Saturday, October 20, 2007

Old Labour- Badly Burned But Still Alive


New Labour wanted shot of them

Last evening we attended another extended family event. Over a traditional Home Counties vat of hazardous booze, Tyler fell into conversation with a couple of senior teachers from inner city state schools- a headmistress and a newly retired subject head.

It's always been entertaining chatting to them at family weddings and funerals over the years, because back in the Old Days, they were long serving Labour activists.

And in 1997, although they never liked Bliar, they were rejoicing at their brave new dawn after 20 years of hurt. They rejoiced that the depraved political ideas espoused by people like Tyler had been consigned to the dustbin of history.

What a difference a decade makes- these days, they have withdrawn to the political sidelines, ignored and angry.

So what do they make of Labour ripping off Tory tax policies? Need you ask?

It's a disgrace that those who had the extraordinary good fortune to ride the property boom (including themselves) should be allowed to pass on their undeserved gains to their children. It should be shared round so that society doesn't fracture even more between the haves and the have-nots.

OK, forget Bottler and the total bankruptcy of New Labour: given a clean sheet, what would they do about fixing state schools- those same schools that have seen a virtual doubling of funding since 1997, yet half of which, according to Ofsted, still fail to provide a good education?

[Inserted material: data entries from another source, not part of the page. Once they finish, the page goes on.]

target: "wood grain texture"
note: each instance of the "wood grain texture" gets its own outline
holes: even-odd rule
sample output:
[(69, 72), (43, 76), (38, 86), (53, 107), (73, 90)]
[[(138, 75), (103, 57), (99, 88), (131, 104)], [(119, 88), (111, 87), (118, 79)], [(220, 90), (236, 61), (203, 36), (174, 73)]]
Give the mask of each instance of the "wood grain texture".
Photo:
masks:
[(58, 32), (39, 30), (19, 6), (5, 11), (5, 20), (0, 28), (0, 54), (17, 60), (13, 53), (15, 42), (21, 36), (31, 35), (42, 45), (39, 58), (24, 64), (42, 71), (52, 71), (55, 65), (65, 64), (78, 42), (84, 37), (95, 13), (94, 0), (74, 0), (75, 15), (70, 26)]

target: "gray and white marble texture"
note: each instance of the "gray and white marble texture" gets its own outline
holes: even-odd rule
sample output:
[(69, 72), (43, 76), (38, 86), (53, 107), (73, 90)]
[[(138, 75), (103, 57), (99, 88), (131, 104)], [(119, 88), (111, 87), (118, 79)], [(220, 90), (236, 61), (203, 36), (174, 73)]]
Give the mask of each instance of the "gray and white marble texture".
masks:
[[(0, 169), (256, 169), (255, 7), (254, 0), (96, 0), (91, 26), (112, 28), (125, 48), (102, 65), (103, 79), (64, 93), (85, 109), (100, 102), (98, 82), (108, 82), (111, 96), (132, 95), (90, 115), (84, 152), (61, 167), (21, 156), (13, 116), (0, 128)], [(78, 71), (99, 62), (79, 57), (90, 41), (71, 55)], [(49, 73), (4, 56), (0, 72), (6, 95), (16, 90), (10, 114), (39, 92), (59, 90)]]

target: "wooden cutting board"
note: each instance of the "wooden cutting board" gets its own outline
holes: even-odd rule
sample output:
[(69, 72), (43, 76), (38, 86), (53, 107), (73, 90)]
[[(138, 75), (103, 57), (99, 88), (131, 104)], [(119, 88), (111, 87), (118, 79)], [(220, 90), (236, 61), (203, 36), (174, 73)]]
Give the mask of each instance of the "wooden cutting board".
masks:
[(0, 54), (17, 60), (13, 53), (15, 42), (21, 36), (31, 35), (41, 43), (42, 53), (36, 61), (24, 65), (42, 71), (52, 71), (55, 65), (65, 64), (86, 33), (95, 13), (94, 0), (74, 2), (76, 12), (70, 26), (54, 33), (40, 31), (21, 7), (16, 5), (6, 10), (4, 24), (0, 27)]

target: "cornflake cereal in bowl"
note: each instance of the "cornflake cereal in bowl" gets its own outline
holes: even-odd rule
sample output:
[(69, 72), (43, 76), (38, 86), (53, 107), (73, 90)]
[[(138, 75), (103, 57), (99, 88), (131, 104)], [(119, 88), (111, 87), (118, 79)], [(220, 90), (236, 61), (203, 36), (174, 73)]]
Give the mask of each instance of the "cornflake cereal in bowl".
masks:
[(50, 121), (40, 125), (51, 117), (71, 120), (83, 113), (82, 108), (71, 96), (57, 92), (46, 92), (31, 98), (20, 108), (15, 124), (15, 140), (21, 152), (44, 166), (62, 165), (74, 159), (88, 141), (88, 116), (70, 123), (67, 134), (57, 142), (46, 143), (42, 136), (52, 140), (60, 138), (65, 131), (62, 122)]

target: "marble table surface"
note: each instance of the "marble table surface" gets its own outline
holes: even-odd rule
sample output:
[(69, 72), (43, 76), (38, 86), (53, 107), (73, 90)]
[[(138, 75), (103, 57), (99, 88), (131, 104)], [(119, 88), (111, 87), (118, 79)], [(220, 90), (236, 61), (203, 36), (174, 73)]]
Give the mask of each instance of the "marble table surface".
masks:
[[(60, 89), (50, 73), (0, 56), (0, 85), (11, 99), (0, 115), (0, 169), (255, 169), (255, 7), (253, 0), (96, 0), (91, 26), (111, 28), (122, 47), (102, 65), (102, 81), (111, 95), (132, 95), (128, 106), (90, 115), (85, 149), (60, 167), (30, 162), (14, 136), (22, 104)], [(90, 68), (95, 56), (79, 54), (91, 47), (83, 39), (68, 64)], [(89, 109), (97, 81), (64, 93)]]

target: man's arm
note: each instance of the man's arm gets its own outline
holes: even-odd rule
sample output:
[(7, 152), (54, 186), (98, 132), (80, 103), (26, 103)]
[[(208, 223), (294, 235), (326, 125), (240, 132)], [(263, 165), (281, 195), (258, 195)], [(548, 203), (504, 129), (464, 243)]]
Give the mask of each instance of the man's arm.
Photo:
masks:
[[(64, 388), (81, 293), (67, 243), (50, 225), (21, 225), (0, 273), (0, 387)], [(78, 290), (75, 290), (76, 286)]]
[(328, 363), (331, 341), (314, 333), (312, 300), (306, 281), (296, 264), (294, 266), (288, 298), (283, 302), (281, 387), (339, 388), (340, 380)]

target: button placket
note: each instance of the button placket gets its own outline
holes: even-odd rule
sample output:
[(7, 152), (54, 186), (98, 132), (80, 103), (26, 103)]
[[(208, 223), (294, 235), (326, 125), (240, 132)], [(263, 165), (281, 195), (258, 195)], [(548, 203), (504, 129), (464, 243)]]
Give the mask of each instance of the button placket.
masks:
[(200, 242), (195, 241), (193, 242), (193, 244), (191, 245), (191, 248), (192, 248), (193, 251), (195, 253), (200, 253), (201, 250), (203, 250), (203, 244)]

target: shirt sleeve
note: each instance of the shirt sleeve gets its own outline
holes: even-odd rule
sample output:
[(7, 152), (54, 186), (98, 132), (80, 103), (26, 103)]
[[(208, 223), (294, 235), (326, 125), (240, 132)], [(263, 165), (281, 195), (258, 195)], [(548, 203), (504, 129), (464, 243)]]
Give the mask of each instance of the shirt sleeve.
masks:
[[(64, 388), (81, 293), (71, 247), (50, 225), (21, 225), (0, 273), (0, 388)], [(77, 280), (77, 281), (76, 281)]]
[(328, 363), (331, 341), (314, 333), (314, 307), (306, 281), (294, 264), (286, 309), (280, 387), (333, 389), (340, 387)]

No doubts at all- the first step must be to abolish private schools.

What!?

The articulate middle class must be made to share the same schools as the disadvantaged, so that they can demand more funding and all round improvement.

But what about the way schools are run?

A single word answer: discipline. Discipline must be returned to where it used to be: bring back traditional teaching and bring back the whack.

Anything else?

Well, mass immigration must be stopped. Schools simply can't cope with the ludicrous babel of languages now forced on them. Let alone the cultural conflicts.

Come to that, immigration is behind most of the social problems in the inner cities. Not just the obvious (though until last week, officially denied) pressures on housing and public services, but also the tensions between different groups
- one of these teachers reckoned there are over 100 languages now being spoken in his borough.

They talked of how large areas of London have been taken away from the native population, and how White Flight is gathering pace.

But hang on, wasn't it your party that threw open the doors and let in all-comers?

Not our party. Not our party any more. Maybe won't vote at all next time.

Now, let's be clear. These people are intelligent professionals, and probably not at all the sort of bull mastiff owning punters Margaret Hodge had in mind when she blurted out that many traditional Labour voters are turning to the BNP. But Tyler was once again struck by how small that step is for Old Labour.

Because Old Labour has been dropped into a void and is angry. The BNP might not have been its first choice of rescuer, but in terms of issues like immigration and "discipline" the appeal is obvious.

The BNP's democratic credentials? No real problem because Old Labour was never that keen on democracy anyway. For one thing, people selfishly seem to vote their own self-interest rather than what's best for society. And for another, as I was informed last night, the lumpenproletariat (sic) doesn't understand where its real best interests lie. It needs leadership and "education".

All very unsettling.

NB Tyler wishes to emphasise that these two teachers are related by marriage only- and that distantly. Nobody should conclude Tyler is related directly to people espousing views as extreme as those of Old Labour.